Dr Jon Houseley – exploring the acquisition of drug resistance in fungi

More than 1.5 million people a year are killed by fungal pathogens, which also destroy food crops that could otherwise feed 8.5 per cent of the global population.

Dr Jon Houseley, group leader, in the lab at the Babraham Institute. Picture: Babraham Institute
Dr Jon Houseley, group leader, in the lab at the Babraham Institute. Picture: Babraham Institute

There is widespread public awareness of drug-resistant ‘superbugs’, but not nearly as much appreciation of the threat of fungal pathogens to health and our food supply as they develop resistance to current treatments. The World Health Organization (WHO) published the first list of priority fungal pathogens in 2022.

Dr Houseley is an expert in how changes in the environment drive genetic change, ensuring survival in new conditions. He proposes that fungi use a rapid and reversible mechanism to confer drug resistance during exposure and that this is quickly lost once the challenge subsides. In his project, he will chart the formation and inheritance of extrachromosomal circular DNA (eccDNA) in the human pathogen Candida albicans – categorised by the WHO as a critical priority pathogen – and in the primary fungal pathogen of European wheat (Zymoseptoria tritici).
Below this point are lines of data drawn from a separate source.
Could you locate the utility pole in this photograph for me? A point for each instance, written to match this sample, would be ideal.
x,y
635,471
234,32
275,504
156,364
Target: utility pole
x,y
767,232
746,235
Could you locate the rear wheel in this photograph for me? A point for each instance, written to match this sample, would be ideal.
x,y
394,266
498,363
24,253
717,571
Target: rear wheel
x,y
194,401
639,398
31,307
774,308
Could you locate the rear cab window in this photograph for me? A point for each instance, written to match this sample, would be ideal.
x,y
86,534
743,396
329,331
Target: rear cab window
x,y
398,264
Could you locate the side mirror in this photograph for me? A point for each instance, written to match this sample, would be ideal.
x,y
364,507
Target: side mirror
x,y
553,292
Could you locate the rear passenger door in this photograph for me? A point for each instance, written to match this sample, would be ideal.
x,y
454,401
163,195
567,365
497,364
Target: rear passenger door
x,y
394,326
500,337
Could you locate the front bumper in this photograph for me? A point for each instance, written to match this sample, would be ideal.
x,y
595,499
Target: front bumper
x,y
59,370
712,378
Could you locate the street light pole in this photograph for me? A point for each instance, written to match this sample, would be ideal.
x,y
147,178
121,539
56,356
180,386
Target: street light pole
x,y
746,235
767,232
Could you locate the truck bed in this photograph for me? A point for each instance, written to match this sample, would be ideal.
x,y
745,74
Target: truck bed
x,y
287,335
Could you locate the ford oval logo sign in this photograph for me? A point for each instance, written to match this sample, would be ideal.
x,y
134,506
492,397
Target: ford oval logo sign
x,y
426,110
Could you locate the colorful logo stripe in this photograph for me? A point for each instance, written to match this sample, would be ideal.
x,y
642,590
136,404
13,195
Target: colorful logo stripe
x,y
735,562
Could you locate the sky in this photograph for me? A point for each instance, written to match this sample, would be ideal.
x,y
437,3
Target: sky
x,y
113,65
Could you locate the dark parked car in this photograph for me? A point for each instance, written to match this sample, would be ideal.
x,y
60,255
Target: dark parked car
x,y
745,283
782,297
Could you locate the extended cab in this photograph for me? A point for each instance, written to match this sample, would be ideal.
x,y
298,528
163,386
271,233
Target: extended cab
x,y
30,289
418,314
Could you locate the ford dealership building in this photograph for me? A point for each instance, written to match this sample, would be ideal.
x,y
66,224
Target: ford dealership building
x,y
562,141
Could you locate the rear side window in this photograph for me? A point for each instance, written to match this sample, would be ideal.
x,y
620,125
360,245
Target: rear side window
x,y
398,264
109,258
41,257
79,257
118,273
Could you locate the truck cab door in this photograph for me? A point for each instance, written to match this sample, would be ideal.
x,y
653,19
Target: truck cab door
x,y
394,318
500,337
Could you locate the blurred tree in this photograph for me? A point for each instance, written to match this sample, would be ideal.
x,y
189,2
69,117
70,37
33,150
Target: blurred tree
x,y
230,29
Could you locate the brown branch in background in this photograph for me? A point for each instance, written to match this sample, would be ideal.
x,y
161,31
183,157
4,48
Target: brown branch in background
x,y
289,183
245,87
This will enable him to explore whether eccDNA are used to drive up the copy number of resistance-conferring genes, passing protective status to their progeny in conditions of drug exposure.

The project team will use its developed assays for detecting eccDNA segregation to progeny cells, aided by expertise in the Institute’s flow cytometry, genomics and bioinformatics facilities, and working with experts on the target fungal pathogens.

Dr Maria Christophorou – are extracellular histones novel messengers in cell to cell signalling?

We understand that histone proteins play a key role in packaging DNA into tightly coiled, condensed units within the restricted space of the cell nucleus. But do they also have a signalling role, so far completely unappreciated, by which they influence cell fate and function?

Dr Christophorou believes they may indeed be communicating messages between cells, based on the observation that histone proteins are released from stem cells maintained in culture as they transition between pluripotency states.

This project could challenge current understanding of histone function, cell signalling and cell-cell communication.

The Christophorou lab will apply expertise in post-translational modification of histones to understand how histone proteins may be modified to act as signalling messengers that can influence cell state. Using state-of-the-art high-resolution microscopy and live imaging capability, along with mass spectrometry, the team will work with Dr Nick Ktistakis, who brings expertise in intracellular trafficking research to understand how histones are released from cells.